Well, the yellow jackets are sorta copied from the green teeth. The green teeth can be re-sharpened!!! and the yellow jackets can not be re-sharpened!!! Green teeth has three sides, yellow jackets has two sides. I think this is a no brainer!!!


----------



## ozzy42 (Dec 23, 2011)

StumpAway MS said:


> Well, the yellow jackets are sorta copied from the green teeth. The green teeth can be re-sharpened!!! and the yellow jackets can not be re-sharpened!!! Green teeth has three sides, yellow jackets has two sides. I think this is a no brainer!!!

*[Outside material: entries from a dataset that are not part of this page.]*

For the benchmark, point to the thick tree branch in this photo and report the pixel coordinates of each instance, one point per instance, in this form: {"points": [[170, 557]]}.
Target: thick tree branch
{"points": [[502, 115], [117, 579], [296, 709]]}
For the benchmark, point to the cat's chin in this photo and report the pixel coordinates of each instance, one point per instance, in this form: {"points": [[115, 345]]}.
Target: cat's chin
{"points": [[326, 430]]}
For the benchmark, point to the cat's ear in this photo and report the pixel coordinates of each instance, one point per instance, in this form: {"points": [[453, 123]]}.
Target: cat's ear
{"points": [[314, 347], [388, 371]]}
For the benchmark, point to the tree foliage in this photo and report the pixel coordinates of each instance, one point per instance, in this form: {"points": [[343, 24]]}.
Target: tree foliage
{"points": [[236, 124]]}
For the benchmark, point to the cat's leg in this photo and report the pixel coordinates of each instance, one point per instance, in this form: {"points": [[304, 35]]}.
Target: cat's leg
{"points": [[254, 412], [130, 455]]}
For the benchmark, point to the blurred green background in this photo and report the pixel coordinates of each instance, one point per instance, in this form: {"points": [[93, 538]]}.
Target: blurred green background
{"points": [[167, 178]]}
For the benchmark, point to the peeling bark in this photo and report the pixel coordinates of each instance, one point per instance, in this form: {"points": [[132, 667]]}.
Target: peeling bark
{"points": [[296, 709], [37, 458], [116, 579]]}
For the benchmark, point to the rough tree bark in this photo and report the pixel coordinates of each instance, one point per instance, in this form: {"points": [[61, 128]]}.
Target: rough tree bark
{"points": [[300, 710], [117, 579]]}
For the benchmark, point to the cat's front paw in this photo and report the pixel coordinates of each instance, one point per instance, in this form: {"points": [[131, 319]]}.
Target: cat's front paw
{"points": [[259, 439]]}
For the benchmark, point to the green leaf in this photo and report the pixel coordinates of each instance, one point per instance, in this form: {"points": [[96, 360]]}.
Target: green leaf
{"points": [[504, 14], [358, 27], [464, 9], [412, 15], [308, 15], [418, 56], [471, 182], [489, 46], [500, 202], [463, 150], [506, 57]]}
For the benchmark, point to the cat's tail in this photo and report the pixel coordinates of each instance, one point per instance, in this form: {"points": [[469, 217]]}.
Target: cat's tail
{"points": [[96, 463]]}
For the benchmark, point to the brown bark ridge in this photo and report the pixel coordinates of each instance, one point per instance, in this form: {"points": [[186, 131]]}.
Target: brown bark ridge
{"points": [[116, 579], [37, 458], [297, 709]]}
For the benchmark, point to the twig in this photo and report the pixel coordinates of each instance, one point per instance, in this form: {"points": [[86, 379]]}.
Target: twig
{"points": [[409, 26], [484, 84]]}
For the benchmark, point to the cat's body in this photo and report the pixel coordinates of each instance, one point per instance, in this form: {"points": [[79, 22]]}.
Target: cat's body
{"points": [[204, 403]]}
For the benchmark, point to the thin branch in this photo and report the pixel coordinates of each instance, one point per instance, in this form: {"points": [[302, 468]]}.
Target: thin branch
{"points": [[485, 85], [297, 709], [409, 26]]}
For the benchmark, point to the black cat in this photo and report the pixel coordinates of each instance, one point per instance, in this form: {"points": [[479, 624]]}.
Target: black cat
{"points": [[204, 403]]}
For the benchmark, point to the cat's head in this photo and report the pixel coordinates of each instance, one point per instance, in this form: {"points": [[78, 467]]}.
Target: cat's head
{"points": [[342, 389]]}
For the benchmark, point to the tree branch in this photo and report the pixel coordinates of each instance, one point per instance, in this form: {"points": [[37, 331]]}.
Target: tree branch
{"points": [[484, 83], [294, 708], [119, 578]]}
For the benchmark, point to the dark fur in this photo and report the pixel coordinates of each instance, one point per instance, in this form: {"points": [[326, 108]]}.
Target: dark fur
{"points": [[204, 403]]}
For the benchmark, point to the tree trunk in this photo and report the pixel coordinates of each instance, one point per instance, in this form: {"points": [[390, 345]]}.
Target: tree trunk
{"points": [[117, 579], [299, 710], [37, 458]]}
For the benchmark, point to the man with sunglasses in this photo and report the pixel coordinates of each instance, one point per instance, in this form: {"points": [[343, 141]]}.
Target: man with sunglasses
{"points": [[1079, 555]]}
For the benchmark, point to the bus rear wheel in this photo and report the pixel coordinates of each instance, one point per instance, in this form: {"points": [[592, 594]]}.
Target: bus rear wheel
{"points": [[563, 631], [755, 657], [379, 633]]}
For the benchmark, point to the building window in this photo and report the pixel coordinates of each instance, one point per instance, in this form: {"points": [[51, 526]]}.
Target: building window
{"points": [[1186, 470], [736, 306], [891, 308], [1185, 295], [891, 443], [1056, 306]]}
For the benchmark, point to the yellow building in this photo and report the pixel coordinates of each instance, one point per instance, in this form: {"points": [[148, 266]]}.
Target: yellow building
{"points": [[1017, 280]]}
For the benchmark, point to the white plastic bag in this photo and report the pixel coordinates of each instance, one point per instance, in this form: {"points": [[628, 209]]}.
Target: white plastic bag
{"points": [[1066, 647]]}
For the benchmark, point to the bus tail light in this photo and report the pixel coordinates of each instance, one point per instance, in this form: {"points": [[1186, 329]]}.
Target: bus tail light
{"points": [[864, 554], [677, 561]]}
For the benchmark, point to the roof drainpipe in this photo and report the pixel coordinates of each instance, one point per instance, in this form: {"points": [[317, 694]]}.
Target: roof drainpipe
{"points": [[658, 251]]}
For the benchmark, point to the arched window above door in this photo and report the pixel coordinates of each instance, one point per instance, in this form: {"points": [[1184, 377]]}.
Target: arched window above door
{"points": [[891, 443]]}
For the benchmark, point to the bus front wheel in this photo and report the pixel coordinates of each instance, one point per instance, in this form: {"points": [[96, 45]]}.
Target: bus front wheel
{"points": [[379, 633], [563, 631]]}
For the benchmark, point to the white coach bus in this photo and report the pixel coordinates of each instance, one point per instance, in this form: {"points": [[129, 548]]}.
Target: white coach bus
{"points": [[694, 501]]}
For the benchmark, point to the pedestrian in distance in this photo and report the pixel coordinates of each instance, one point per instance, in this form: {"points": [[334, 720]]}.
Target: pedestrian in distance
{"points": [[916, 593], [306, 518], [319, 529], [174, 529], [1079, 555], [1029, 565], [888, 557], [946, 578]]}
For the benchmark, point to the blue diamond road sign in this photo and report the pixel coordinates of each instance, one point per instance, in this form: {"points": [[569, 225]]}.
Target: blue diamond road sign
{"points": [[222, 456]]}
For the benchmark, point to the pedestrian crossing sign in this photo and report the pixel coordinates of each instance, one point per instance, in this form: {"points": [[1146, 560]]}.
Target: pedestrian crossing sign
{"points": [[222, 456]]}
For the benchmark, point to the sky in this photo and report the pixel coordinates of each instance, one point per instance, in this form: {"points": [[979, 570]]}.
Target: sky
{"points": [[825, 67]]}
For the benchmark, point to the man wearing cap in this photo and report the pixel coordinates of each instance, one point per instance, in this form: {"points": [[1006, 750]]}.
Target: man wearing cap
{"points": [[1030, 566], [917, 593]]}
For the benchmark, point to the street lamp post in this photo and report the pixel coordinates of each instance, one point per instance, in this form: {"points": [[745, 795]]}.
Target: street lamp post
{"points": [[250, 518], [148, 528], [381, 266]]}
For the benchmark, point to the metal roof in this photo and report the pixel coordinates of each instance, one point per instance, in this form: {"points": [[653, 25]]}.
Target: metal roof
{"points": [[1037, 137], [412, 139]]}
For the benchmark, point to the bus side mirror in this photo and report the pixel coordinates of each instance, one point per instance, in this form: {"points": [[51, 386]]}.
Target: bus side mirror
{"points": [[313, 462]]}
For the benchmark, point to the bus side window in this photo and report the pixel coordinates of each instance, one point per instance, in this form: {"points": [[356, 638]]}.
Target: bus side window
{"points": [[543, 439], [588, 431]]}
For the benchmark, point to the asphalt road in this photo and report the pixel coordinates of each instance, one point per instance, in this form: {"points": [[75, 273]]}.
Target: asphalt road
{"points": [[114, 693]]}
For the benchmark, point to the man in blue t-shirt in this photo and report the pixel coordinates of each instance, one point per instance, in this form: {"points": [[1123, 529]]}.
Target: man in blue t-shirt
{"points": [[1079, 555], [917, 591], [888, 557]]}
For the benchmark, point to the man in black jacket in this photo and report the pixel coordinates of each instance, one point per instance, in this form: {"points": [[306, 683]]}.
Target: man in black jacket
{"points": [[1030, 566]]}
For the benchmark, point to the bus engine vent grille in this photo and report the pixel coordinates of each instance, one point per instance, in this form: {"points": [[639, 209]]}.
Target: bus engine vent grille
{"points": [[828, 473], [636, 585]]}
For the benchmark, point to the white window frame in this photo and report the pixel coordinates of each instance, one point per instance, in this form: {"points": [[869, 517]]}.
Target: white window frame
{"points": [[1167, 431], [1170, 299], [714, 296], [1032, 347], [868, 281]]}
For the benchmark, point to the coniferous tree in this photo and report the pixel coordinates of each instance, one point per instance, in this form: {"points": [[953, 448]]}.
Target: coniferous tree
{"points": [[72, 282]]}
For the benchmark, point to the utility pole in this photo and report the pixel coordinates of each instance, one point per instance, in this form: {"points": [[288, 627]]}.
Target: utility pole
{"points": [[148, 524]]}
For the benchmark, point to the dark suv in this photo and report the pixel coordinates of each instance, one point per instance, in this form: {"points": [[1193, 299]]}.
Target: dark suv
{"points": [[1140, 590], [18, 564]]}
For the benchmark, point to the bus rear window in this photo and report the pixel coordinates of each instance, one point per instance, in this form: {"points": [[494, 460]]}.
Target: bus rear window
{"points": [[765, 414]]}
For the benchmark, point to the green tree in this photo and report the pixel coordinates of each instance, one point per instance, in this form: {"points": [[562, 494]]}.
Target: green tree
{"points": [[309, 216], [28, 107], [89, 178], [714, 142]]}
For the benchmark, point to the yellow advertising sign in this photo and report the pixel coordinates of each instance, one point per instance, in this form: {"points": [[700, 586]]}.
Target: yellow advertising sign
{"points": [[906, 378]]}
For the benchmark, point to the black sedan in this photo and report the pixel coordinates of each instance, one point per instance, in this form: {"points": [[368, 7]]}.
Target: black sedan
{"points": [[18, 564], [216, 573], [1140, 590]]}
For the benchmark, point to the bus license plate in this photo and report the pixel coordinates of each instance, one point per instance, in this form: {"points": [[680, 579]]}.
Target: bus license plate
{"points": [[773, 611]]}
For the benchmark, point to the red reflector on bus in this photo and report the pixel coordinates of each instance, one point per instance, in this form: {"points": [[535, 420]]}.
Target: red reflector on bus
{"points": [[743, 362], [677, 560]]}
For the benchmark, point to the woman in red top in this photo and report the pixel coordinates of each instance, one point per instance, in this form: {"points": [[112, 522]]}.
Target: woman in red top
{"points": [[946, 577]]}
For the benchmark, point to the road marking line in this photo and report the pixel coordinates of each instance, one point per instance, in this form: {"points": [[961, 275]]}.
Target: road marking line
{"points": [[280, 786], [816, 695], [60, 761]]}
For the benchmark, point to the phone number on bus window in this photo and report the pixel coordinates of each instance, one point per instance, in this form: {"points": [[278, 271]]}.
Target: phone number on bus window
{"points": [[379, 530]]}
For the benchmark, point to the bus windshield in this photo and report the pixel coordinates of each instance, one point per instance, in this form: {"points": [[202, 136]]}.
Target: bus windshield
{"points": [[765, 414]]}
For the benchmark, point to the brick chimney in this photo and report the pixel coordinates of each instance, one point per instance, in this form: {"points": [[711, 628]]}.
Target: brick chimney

While it's true the greens have 3 sides and the yellows only have 2 ,they both last about the same because you canalso switch them from one side of the wheel to the other,and simply turning them does not allways give you a brand new edge on either style because the backsides tend to wear a little bit even though not in direct contact with the face of the stump.Not knocking the greens,but just saying.As I told the OP though, I wouldn't change the greens just for the sake of changing them.They are both good from what i've seen.


----------



## flushcut (Dec 25, 2011)

StumpAway MS said:


> and the yellow jackets can not be re-sharpened



Hunh that's funny because I have a set that has been sharpened five times and sixty other teeth that have been sharpened three times.


----------



## lacky (Dec 25, 2011)

Anyone have any suggestions for where to buy the yellow jackets. I have them now and have bought new teeth through my local Vermeer dealer, but wondering if there is a better place?

Chris


----------



## flushcut (Dec 26, 2011)

lacky said:


> Anyone have any suggestions for where to buy the yellow jackets. I have them now and have bought new teeth through my local Vermeer dealer, but wondering if there is a better place?
> 
> Chris



None that I know of but I do call Vermeer every now and again and ask what the price is and sometimes you get lucky when the steel market is down. Last time I picked some up they were $8.10 a tooth. I know they can be re-tipped for less than new but silver solder (brazing rod) is $$$$. If you do happen to find a place lets us know and vise versa.


----------



## StumpAway MS (Dec 28, 2011)

*Yellow Jackets*



lacky said:


> Anyone have any suggestions for where to buy the yellow jackets. I have them now and have bought new teeth through my local Vermeer dealer, but wondering if there is a better place?
> 
> Chris



The yellow jackets are made for and only sold by Vermeer, can't get those anywhere else.


----------